First, there are costs involved in moving and reorganization. Why should the public have to bear this cost when economic intelligence is just moving to a different and not necessarily better place? Second, there is a danger when vital economic intelligence is being done within an economic policymaking body such as Treasury. The danger is that the intelligence will not be objective. If I am providing intelligence for the Secretary, and the information I produce does not gel with his views, my job may be in trouble. So, I may abandon my analytic instincts and try to produce intelligence pleasing to him. The public will be paying for distorted information.
In conclusion, the crux of the IC's economic intelligence production should continue to reside in the CIA.
The numbers will dictate whether economic intelligence in the post-Cold War era is a success. Have businesses continued to gain money as a result of intelligence efforts to "level the playing field?" Alternatively, are the cases where foreign governments use bribery to win contracts abroad decreasing? Is the money lost as a result of industrial espionage decreasing? In the same light, are the cases of industrial espionage in America decreasing?
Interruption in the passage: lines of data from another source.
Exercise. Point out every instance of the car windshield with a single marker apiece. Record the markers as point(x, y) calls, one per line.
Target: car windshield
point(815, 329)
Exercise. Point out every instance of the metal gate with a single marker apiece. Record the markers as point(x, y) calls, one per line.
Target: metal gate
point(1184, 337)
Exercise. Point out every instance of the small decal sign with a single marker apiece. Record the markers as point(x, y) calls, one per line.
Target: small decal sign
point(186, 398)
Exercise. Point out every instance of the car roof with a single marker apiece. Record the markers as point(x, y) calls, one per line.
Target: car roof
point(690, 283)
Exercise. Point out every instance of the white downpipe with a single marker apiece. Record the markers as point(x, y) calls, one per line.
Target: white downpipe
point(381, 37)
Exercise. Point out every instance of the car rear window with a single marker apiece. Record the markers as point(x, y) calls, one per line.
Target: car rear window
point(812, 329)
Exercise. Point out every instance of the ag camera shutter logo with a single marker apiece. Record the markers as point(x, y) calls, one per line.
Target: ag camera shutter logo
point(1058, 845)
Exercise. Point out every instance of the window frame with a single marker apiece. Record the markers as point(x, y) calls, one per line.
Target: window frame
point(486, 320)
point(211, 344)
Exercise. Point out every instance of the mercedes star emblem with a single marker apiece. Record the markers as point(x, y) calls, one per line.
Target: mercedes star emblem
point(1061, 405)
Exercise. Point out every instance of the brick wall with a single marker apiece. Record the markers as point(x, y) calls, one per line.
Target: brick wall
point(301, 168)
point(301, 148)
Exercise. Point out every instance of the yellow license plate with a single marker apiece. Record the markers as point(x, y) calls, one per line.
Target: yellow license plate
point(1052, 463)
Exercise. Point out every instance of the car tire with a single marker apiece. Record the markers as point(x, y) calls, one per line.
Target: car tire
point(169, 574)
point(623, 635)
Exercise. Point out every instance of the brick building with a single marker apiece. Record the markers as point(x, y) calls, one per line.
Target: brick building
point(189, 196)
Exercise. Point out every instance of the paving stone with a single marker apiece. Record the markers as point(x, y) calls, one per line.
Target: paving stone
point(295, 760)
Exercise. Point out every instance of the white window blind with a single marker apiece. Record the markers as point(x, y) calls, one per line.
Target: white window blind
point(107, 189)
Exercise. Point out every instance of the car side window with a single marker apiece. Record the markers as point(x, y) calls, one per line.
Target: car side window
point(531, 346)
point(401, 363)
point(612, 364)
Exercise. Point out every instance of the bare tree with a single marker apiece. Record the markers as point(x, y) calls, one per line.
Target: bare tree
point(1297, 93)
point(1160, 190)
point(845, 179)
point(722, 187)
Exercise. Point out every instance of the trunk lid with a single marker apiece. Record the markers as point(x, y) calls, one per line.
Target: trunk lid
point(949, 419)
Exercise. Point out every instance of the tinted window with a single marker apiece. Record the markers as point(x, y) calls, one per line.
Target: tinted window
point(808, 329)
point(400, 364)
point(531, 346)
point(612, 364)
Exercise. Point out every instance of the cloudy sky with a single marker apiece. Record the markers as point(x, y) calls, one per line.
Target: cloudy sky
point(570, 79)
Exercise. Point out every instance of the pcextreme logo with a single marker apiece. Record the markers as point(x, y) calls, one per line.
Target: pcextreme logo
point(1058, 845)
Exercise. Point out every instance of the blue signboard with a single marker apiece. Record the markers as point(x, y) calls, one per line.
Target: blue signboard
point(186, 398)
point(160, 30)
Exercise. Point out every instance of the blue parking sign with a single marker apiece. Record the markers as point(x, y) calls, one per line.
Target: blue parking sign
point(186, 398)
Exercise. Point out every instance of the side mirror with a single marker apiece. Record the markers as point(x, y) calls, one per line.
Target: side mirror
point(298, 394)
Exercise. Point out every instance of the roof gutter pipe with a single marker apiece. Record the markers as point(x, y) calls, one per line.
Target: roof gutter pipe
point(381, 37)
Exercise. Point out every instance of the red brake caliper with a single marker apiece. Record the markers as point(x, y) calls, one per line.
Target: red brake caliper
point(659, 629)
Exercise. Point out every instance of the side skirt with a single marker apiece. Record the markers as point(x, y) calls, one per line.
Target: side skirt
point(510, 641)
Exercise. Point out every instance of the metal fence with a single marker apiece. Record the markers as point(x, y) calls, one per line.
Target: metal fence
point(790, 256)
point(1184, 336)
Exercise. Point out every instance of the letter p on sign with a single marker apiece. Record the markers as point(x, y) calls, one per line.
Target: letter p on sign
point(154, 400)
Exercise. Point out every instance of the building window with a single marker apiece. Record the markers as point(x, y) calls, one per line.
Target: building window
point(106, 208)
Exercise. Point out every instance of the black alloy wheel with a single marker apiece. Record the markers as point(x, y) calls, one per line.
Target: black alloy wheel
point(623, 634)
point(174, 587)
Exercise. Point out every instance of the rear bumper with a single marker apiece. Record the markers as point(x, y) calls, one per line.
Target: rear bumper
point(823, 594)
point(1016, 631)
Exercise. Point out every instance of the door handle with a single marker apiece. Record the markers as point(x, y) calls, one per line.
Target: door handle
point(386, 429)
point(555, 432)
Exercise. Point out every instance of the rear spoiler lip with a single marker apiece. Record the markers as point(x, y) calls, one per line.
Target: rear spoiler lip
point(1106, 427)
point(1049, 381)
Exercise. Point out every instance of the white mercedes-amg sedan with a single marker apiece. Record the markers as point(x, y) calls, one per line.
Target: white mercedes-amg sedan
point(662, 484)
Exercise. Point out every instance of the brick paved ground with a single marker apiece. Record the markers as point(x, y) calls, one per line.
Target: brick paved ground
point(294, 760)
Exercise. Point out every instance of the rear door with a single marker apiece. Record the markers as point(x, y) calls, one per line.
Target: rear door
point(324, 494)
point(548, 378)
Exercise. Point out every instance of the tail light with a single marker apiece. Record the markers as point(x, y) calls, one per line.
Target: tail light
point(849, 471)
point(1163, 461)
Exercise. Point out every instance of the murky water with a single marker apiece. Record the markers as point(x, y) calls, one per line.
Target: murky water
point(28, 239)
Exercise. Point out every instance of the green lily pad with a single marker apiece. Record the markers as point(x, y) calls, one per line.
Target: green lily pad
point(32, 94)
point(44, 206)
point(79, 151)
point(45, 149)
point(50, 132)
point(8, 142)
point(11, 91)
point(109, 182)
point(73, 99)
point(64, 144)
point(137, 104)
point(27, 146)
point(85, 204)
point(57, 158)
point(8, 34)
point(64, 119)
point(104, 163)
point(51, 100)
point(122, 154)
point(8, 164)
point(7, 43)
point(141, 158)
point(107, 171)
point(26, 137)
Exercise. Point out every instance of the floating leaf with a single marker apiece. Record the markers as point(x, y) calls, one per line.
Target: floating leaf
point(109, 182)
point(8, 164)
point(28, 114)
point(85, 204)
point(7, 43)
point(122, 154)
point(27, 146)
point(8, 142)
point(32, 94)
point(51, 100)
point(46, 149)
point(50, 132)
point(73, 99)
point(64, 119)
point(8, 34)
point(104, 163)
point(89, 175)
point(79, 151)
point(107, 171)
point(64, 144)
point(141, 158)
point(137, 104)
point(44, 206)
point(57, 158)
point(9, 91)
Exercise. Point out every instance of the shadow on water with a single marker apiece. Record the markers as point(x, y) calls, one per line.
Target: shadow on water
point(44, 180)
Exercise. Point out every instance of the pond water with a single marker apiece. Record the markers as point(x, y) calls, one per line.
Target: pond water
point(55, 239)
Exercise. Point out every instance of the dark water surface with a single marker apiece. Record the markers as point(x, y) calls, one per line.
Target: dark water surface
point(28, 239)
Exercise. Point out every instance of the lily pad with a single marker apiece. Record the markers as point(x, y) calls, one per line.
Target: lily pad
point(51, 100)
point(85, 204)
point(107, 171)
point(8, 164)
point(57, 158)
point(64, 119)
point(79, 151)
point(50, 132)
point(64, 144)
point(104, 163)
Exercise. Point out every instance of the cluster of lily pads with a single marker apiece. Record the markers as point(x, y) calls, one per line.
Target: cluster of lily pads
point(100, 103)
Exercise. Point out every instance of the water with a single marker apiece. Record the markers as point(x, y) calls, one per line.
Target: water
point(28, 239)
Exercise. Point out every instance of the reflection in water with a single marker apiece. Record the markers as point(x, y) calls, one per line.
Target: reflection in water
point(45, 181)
Above are the tangible measures for success. However, in the case of our competitiveness and our trade deficits, economic intelligence's role cannot really be measured. If we increase our competitiveness and strengthen our trade position, can we credit economic intelligence? Maybe. If we do not, can we blame intelligence? Again, maybe. However, the potential public benefit that economic intelligence can provide offers reason enough for a more aggressive policy.